Right now, the legislature is working on a bill aimed at e-liquids. After passing legislation last year that impacted state manufacturers, legislators are looking to change the rules.
“We have to make sure that if there is something out there that it’s safe, that it’s reliable, that it does the job that it’s supposed to do,” State Sen. Randy Head (R-Logansport) said. “If it can’t do the job, or it’s not as reliable as people are telling us, than we won’t do it.”
Critics worry online sales could appeal to young people. The Centers for Disease Control and Prevention said young adults are the biggest e-cigarette users, with minors right behind.
“Me and my wife just had to put regulations on my son’s phone so he can’t buy certain music online, or certain videos,” State Sen. Gregory Taylor (D-Indianapolis) said. “These children are getting access to a lot of things that we don’t want them to have access to, and this is just going to add to it.”
The e-liquids bill passed both the House, and Senate, but changes were made. To reach compromise, a committee spoke in front of a packed room Tuesday. In addition to online sales, lawmakers are debating how to regulate out-of-state manufacturers.

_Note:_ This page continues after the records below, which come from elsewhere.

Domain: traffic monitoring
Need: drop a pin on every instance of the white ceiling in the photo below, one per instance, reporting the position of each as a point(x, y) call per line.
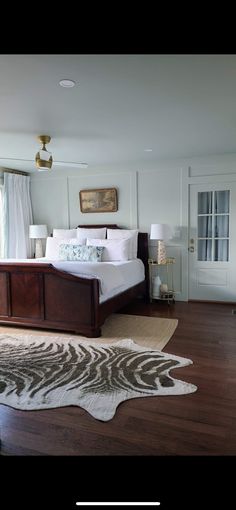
point(178, 105)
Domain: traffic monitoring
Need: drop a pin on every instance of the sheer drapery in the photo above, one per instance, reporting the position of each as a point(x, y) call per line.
point(17, 216)
point(1, 222)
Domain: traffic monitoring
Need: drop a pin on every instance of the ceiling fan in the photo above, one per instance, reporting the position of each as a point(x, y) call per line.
point(43, 159)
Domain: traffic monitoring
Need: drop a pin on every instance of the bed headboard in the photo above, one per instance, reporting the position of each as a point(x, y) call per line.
point(142, 246)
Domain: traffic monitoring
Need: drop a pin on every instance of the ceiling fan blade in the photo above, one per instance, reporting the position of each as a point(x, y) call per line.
point(70, 163)
point(55, 163)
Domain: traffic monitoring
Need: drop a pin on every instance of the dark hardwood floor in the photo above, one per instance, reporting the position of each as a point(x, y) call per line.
point(201, 423)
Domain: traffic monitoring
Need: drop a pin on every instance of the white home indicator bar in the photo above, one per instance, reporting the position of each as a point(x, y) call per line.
point(117, 503)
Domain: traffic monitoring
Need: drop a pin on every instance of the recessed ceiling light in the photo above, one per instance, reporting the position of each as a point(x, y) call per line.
point(67, 83)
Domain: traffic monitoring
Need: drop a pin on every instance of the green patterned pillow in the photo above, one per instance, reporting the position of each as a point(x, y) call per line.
point(80, 252)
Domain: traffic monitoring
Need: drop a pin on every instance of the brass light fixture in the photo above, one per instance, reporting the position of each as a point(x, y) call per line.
point(43, 158)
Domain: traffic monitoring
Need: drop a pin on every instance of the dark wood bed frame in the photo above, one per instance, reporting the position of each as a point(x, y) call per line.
point(40, 296)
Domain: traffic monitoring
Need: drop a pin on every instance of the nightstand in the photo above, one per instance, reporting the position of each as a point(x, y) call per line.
point(167, 294)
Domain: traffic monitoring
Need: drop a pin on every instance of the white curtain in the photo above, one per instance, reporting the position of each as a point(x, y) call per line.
point(1, 222)
point(17, 216)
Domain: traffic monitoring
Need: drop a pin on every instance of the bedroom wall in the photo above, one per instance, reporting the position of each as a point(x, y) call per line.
point(155, 192)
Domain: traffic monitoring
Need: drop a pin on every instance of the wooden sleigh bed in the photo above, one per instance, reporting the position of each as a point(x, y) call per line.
point(38, 295)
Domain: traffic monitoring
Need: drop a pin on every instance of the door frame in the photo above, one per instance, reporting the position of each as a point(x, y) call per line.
point(199, 174)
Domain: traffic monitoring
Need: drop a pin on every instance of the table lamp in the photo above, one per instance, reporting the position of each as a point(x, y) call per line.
point(160, 232)
point(38, 232)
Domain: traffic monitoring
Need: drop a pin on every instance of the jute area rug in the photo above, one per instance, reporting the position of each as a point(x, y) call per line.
point(147, 331)
point(45, 371)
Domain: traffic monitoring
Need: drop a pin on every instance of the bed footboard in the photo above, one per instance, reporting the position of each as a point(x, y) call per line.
point(38, 295)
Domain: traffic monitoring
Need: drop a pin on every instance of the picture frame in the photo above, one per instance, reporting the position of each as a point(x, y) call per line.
point(98, 200)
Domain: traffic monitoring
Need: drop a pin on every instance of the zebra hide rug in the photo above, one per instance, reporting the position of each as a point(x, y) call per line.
point(42, 372)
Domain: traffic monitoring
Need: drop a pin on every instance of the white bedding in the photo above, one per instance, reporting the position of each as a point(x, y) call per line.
point(114, 277)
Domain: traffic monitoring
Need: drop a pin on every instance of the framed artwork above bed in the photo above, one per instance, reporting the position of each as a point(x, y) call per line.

“They’re going to be able to make this stuff in another state and send it here for consumption by consumers here in Indiana,” State Sen. Taylor said. “I don’t know how that’s protective of Hoosiers.”
“We’re not allowed to impose restrictions on out of state manufacturers,” State Sen. Head said. “We’re not allowed to burden out of state commerce. That really is the issue with that idea, of burdening out of state commerce.”
Republicans said they’re not far apart on differences, but they will have to decide whether to include online sales on the bill that’ll go before each chamber.
“I guess I’m surprised to learn you can buy cigarettes online,” State Sen. Head said. “But it’s something that we have to look into and something we need to get nailed down over the next two weeks.”
If a compromise is reached in the conference committee, the proposal will head to the House and Senate for vote. If both chambers approve it, the bill will go to the governor’s desk.